15-Minute Workout For Round Butt and Toned Abs

15-Minute Workout For Round Butt and Toned Abs

Only with a daily workout and proper diet you can round your butt and tone your abs. You need just a 15 minutes a day to achieve your goals, so you don’t have an excuse.

Here is list of exercises which you need to do every day for a period of one month. They will help you shape your body, build your muscles, improve your posture and balance and also boost your overall wellness. It is recommended doing them in the morning after waking up, but if you are lack of time then do them in the evening before you go to sleep.

1. Swimming

Lay down on your stomach with your arms over your head. Then raise your lower legs and upper body up off the ground. Pulse your arms and legs up and down. You should move your right arm and left leg together and your left arm and right leg together. Repeat it for 20 times.

2. Crunches with knees up

Start this exercise lying on your back with your hips and knees bent to 90-degree angle. Then raise your upper body using your abdominal muscles and hold the position for several seconds. After that, lower your body back in the starting position. Do this exercise 10 times.

3. Squats

Start with your feet shoulder-width apart, and your chest held up and out. Extend your hands straight out in front of you. Then sit back and down like you’re sitting on a chair. Lower down, so your thighs are parallel to the floor, with your knees over your ankles. Hold this position for few seconds and bring yourself back to the starting position.

4. Bicycle

Lie on the ground with your feet on the floor and your hands behind your head. Lift your knees to about 90-degree angle and then rice your upper body. Start doing a bicycle pedal motion, bringing one knee up towards your armpit while straightening the other leg. Rotate your torso during the movement. Do this as much as you can.

5. Glute Kickback

Start on your fours and then lift your right leg till your hamstrings are in straight line with your back. You should contract your glutes and hold this position for several seconds. Then bring your leg back to the starting position. Repeat it 10 times.

6. Plank

Start with the pushup position. Your upper part of the body must be straight in line with the elbows and toes when they are slightly raised.
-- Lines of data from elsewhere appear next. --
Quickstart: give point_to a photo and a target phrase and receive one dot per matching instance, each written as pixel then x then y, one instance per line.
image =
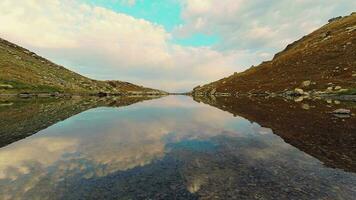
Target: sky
pixel 173 45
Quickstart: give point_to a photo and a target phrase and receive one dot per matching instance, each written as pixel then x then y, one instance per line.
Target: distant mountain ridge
pixel 323 61
pixel 22 71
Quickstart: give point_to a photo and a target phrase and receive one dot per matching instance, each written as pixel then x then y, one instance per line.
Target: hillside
pixel 20 118
pixel 323 61
pixel 22 71
pixel 299 124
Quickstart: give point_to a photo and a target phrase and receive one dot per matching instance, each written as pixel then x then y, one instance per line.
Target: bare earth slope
pixel 323 59
pixel 23 71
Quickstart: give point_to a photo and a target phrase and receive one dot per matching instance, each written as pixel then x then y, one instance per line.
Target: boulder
pixel 299 91
pixel 6 86
pixel 334 19
pixel 338 88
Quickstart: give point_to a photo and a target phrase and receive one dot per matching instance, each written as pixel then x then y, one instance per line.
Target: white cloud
pixel 104 44
pixel 259 25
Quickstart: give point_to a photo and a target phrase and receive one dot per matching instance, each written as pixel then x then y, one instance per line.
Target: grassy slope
pixel 326 56
pixel 24 71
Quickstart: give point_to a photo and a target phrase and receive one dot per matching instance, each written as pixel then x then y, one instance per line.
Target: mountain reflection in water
pixel 175 148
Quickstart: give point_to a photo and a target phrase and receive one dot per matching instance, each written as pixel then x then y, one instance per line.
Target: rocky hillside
pixel 22 71
pixel 323 62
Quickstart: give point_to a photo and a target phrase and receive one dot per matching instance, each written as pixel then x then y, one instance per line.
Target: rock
pixel 306 83
pixel 213 91
pixel 342 111
pixel 334 19
pixel 338 88
pixel 6 86
pixel 351 28
pixel 306 106
pixel 299 91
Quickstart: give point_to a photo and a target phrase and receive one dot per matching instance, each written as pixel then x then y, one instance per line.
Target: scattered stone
pixel 6 86
pixel 299 99
pixel 342 111
pixel 329 89
pixel 299 91
pixel 337 102
pixel 351 28
pixel 305 106
pixel 306 83
pixel 334 19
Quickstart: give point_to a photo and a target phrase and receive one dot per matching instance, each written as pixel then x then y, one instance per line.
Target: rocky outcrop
pixel 323 62
pixel 22 71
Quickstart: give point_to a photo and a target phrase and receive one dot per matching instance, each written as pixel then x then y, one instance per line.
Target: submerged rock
pixel 342 111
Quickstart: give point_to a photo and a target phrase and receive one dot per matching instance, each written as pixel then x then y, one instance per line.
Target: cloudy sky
pixel 167 44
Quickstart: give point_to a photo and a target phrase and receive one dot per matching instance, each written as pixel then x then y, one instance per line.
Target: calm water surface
pixel 167 148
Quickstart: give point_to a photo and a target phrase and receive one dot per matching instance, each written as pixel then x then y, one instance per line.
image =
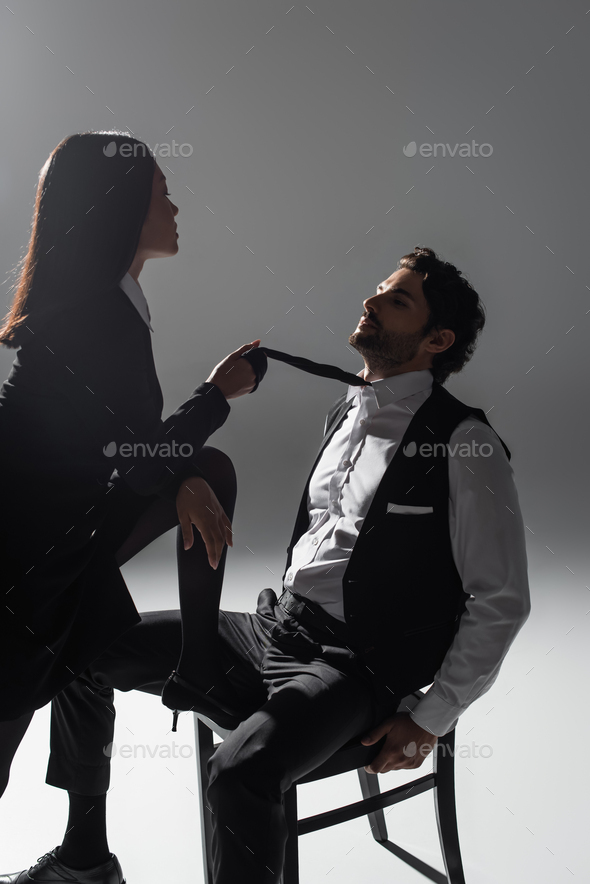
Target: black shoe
pixel 49 870
pixel 182 696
Keep up this straight position, take deep breaths, and feel the muscles getting strong. When you contract the buttock muscles, equally divide the weight into both legs and elbows to have more strength and balance.

7. Glute Bridge

Start lying on the back with your hands by your sides and your knees bend. Your feet should be shoulder-width apart. Then lift your hips off the ground keeping your back straight. Hold this pose for few seconds and then slowly bring your hips back in the starting position. Repeat it 15 times.